For well-calibrated uncertainties, ~95% of z-scores should have |z| < 2.

In [None]:
# TODO: Loop posteriors
# TODO: Get predictions, calculate z_scores and coverage
# TODO: Print f"η²={eta2:.0e}: RMSE={rmse:.1f}K, Coverage={coverage:.3f}"

**Questions:**
- Which prior gives the best coverage?
- What does coverage < 0.95 indicate?
- What does coverage > 0.95 indicate?

## Bonus: Visualize Z-score Distribution

### Task 4d: Plot Z-scores

Compare the z-score distribution to the expected N(0,1).

In [None]:
# TODO: m_N_opt, S_N_opt = posteriors[1]  # eta2=1e5
# TODO: Get predictions and z_scores = (t_test - pred_mean) / pred_std
# TODO: plt.hist(z_scores), overlay (1/sqrt(2π)) * exp(-x²/2)
# TODO: Print mean and std of z_scores (should be ~0 and ~1)

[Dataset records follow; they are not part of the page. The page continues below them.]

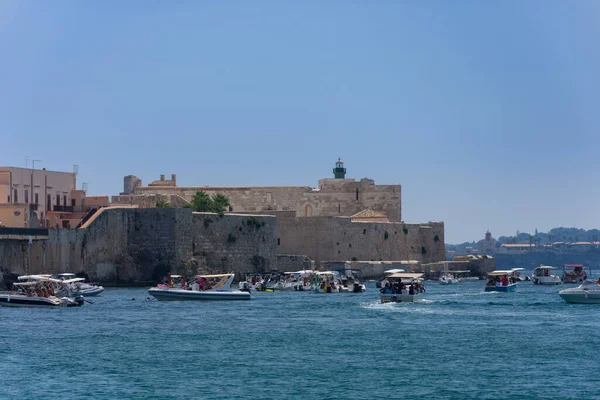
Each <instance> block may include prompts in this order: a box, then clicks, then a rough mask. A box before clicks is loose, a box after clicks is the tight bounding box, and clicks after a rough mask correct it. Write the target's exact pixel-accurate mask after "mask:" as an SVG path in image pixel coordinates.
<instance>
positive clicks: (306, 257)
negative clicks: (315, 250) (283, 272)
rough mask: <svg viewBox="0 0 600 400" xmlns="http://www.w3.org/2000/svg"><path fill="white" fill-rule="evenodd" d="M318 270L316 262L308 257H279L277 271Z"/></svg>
mask: <svg viewBox="0 0 600 400" xmlns="http://www.w3.org/2000/svg"><path fill="white" fill-rule="evenodd" d="M314 269H316V265H315V262H314V261H313V260H312V259H311V258H310V257H307V256H303V255H290V254H279V255H278V256H277V270H279V271H282V272H295V271H302V270H314Z"/></svg>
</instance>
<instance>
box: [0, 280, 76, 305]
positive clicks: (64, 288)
mask: <svg viewBox="0 0 600 400" xmlns="http://www.w3.org/2000/svg"><path fill="white" fill-rule="evenodd" d="M55 288H56V289H62V290H64V291H65V292H66V293H69V294H70V291H69V288H68V287H67V285H65V284H64V283H63V282H61V281H59V280H54V279H50V278H47V279H41V280H38V281H29V282H15V283H13V290H11V291H8V292H0V306H4V307H79V306H81V305H83V302H84V300H83V297H81V296H76V297H70V296H63V297H58V296H55V295H54V293H55V291H54V290H55ZM57 291H58V290H57Z"/></svg>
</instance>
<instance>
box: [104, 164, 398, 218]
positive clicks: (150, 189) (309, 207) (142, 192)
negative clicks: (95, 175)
mask: <svg viewBox="0 0 600 400" xmlns="http://www.w3.org/2000/svg"><path fill="white" fill-rule="evenodd" d="M200 190H202V191H204V192H206V193H207V194H210V195H212V194H222V195H225V196H227V197H228V198H229V202H230V203H231V208H232V211H233V212H241V213H245V212H249V213H252V212H256V211H295V213H296V216H297V217H319V216H351V215H353V214H356V213H358V212H359V211H362V210H364V209H372V210H374V211H380V212H383V213H384V214H386V215H387V216H388V219H389V220H390V221H401V219H402V218H401V217H402V214H401V186H400V185H376V184H375V181H373V180H372V179H367V178H363V179H361V180H360V181H355V180H354V179H321V180H320V181H319V187H318V188H311V187H308V186H241V187H225V186H222V187H221V186H194V187H181V186H177V184H176V176H175V175H172V178H171V179H170V180H165V179H164V175H162V176H161V179H160V180H158V181H154V182H151V183H150V184H149V185H148V186H141V180H139V179H138V178H137V177H135V176H133V175H129V176H126V177H125V180H124V192H123V193H121V196H113V202H116V203H122V204H125V203H127V201H133V199H134V197H132V196H127V195H135V196H147V197H149V196H151V195H165V196H172V195H177V196H179V197H181V198H182V199H184V200H186V201H190V200H191V199H192V197H193V196H194V194H195V193H196V192H198V191H200ZM142 198H143V197H142Z"/></svg>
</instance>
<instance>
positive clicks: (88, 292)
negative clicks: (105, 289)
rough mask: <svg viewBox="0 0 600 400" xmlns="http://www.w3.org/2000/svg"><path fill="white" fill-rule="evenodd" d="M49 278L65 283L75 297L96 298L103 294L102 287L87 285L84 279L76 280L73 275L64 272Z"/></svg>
mask: <svg viewBox="0 0 600 400" xmlns="http://www.w3.org/2000/svg"><path fill="white" fill-rule="evenodd" d="M50 277H51V278H55V279H61V280H63V281H64V282H65V283H68V284H69V285H70V286H71V291H72V292H73V294H75V295H82V296H85V297H90V296H97V295H99V294H100V293H102V292H104V287H102V286H100V285H96V284H93V283H88V282H86V281H85V279H84V278H77V276H76V275H75V274H74V273H71V272H65V273H62V274H54V275H50Z"/></svg>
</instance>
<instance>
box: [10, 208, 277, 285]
mask: <svg viewBox="0 0 600 400" xmlns="http://www.w3.org/2000/svg"><path fill="white" fill-rule="evenodd" d="M249 221H251V222H249ZM249 224H250V225H249ZM257 227H258V228H257ZM275 243H276V224H275V218H274V217H272V216H249V215H235V214H228V215H223V216H219V215H217V214H212V213H192V211H191V210H189V209H183V208H180V209H176V208H149V209H143V208H116V207H115V208H104V209H102V210H101V211H100V212H99V214H98V215H97V216H96V218H95V219H94V220H93V221H92V222H91V223H90V224H89V225H88V226H87V227H85V228H83V229H50V230H49V234H48V238H47V239H36V240H32V241H31V243H30V242H29V241H28V240H27V239H26V238H23V239H16V238H12V239H2V240H0V270H1V271H2V272H3V273H15V274H19V275H23V274H38V273H57V272H67V271H68V272H75V273H79V272H83V273H85V274H87V275H88V277H89V278H90V279H91V280H93V281H99V282H102V283H104V284H136V283H137V284H148V283H149V282H151V281H155V280H157V279H159V278H160V277H161V276H164V274H165V273H166V272H167V271H171V272H173V273H184V274H195V273H197V272H232V271H233V272H235V273H236V274H239V277H242V278H243V274H244V273H245V272H247V271H250V270H254V269H261V268H265V269H269V268H271V267H273V266H274V265H275V264H276V260H277V255H276V245H275Z"/></svg>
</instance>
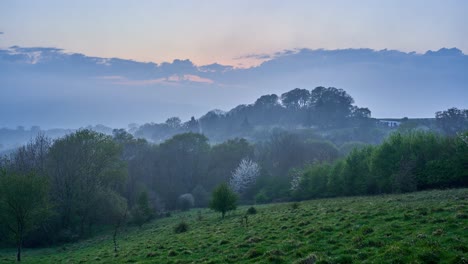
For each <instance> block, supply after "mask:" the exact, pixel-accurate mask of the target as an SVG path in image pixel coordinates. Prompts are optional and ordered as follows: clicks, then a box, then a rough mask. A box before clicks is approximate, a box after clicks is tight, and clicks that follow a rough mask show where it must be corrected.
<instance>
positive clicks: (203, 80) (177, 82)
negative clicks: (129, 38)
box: [96, 74, 214, 86]
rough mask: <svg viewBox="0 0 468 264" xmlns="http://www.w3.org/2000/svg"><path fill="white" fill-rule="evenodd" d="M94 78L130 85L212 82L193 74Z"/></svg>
mask: <svg viewBox="0 0 468 264" xmlns="http://www.w3.org/2000/svg"><path fill="white" fill-rule="evenodd" d="M96 79H100V80H105V81H111V83H112V84H118V85H130V86H141V85H152V84H164V85H177V84H179V83H182V82H192V83H202V84H213V83H214V81H213V80H211V79H208V78H204V77H200V76H198V75H193V74H182V75H177V74H173V75H171V76H168V77H164V78H155V79H145V80H131V79H128V78H126V77H124V76H120V75H109V76H98V77H96Z"/></svg>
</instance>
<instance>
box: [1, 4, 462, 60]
mask: <svg viewBox="0 0 468 264" xmlns="http://www.w3.org/2000/svg"><path fill="white" fill-rule="evenodd" d="M467 13H468V1H465V0H443V1H442V0H437V1H434V0H411V1H407V0H379V1H375V0H359V1H349V0H341V1H338V0H327V1H310V0H306V1H275V0H255V1H251V0H236V1H225V0H221V1H219V0H205V1H195V0H192V1H188V0H181V1H147V0H139V1H123V0H100V1H95V0H81V1H62V0H42V1H36V0H29V1H26V0H2V1H0V32H2V33H3V34H0V47H1V48H6V47H9V46H13V45H18V46H24V47H58V48H62V49H65V50H66V51H68V52H78V53H84V54H86V55H88V56H98V57H118V58H124V59H132V60H137V61H152V62H158V63H160V62H163V61H172V60H173V59H190V60H191V61H193V62H194V63H195V64H197V65H205V64H209V63H213V62H218V63H222V64H229V65H233V66H235V67H249V66H252V65H258V63H260V62H262V61H263V60H261V59H260V60H259V59H258V58H256V59H253V58H250V57H249V56H248V55H250V54H264V53H266V54H268V53H273V52H277V51H280V50H284V49H294V48H310V49H318V48H324V49H346V48H372V49H377V50H380V49H386V48H387V49H397V50H401V51H407V52H409V51H416V52H420V53H423V52H425V51H427V50H430V49H432V50H437V49H439V48H441V47H457V48H459V49H461V50H462V51H463V52H465V53H468V27H467V26H466V25H467V24H468V16H467V15H466V14H467Z"/></svg>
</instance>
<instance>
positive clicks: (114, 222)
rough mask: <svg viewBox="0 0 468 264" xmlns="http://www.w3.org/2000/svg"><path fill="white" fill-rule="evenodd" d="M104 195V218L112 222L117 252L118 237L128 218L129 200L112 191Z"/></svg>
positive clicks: (102, 200) (103, 209) (112, 237)
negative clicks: (122, 227)
mask: <svg viewBox="0 0 468 264" xmlns="http://www.w3.org/2000/svg"><path fill="white" fill-rule="evenodd" d="M102 195H103V199H102V203H101V213H102V217H103V218H105V219H106V222H110V223H111V224H112V226H113V228H114V231H113V234H112V241H113V243H114V251H115V252H117V249H118V246H117V235H118V232H119V230H120V228H121V227H122V225H124V224H125V222H126V218H127V211H128V205H127V200H126V199H125V198H123V197H122V196H120V195H119V194H118V193H116V192H114V191H110V190H106V191H104V192H102Z"/></svg>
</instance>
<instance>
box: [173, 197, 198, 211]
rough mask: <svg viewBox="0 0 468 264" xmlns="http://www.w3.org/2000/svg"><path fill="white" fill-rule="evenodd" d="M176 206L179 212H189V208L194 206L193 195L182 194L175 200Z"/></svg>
mask: <svg viewBox="0 0 468 264" xmlns="http://www.w3.org/2000/svg"><path fill="white" fill-rule="evenodd" d="M177 204H178V207H179V209H180V210H182V211H188V210H190V208H192V207H193V206H194V205H195V199H194V198H193V195H192V194H190V193H186V194H182V195H181V196H179V198H178V199H177Z"/></svg>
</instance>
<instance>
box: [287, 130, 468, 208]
mask: <svg viewBox="0 0 468 264" xmlns="http://www.w3.org/2000/svg"><path fill="white" fill-rule="evenodd" d="M464 138H465V137H464V134H461V135H460V136H458V137H444V136H441V135H438V134H434V133H430V132H423V131H411V132H408V133H405V134H401V133H394V134H392V135H390V137H389V138H388V139H386V140H385V141H384V142H383V143H382V144H381V145H378V146H366V147H362V148H354V149H353V150H352V151H351V152H350V153H349V154H348V155H347V156H346V157H345V158H343V159H342V160H338V161H335V162H334V163H315V164H313V165H312V166H310V167H308V168H306V169H305V170H304V172H303V173H302V176H301V178H300V179H301V180H300V182H299V186H298V188H296V190H294V191H293V193H292V195H293V197H294V198H296V199H311V198H319V197H330V196H343V195H366V194H380V193H401V192H413V191H417V190H425V189H430V188H445V187H466V186H468V179H467V178H468V172H467V170H466V165H464V164H468V158H467V157H468V144H467V143H466V142H465V141H464Z"/></svg>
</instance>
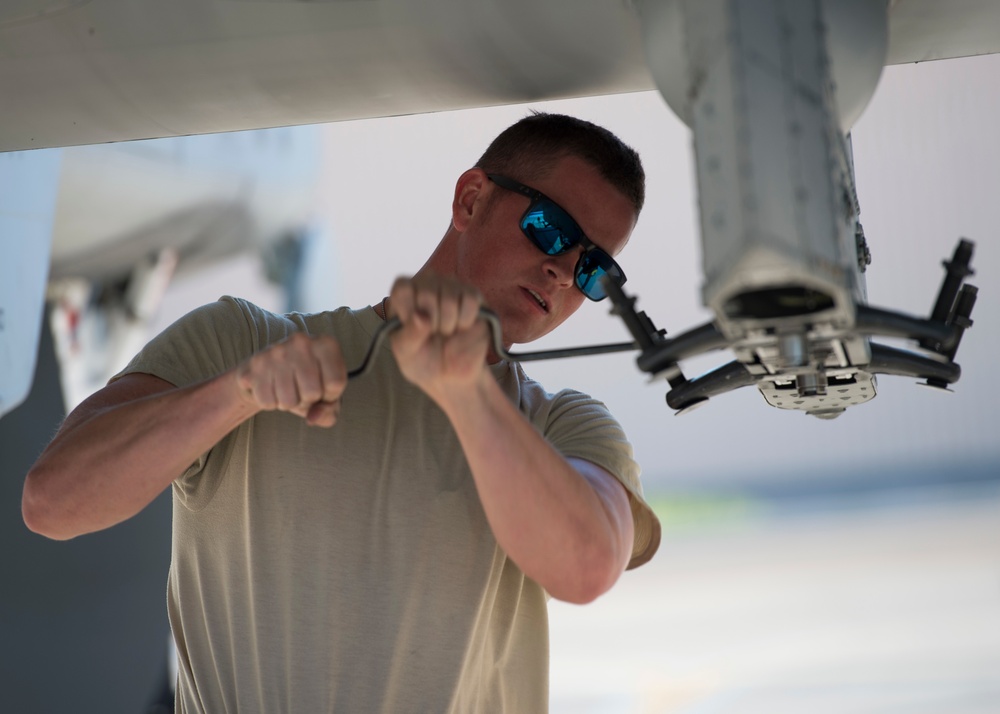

**Question:** Are your uncertainties well-calibrated? How can you tell?

## Summary and Conclusions

**Key Takeaways:**

1. **Naive MLE fails:** Training RMSE severely underestimates prediction uncertainty due to overfitting

2. **Bayesian approach:** Properly accounts for parameter uncertainty, measurement noise, and model inadequacy

3. **Prior selection:** The prior strength $\eta^2$ controls the balance between flexibility and regularization

4. **Calibration matters:** Well-calibrated uncertainties are essential for scientific inference

5. **Uncertainty decomposition:** Understanding different sources of error helps guide improvement efforts

**Your findings:**

[Write your conclusions here - which prior was optimal? What was the final RMSE and coverage?]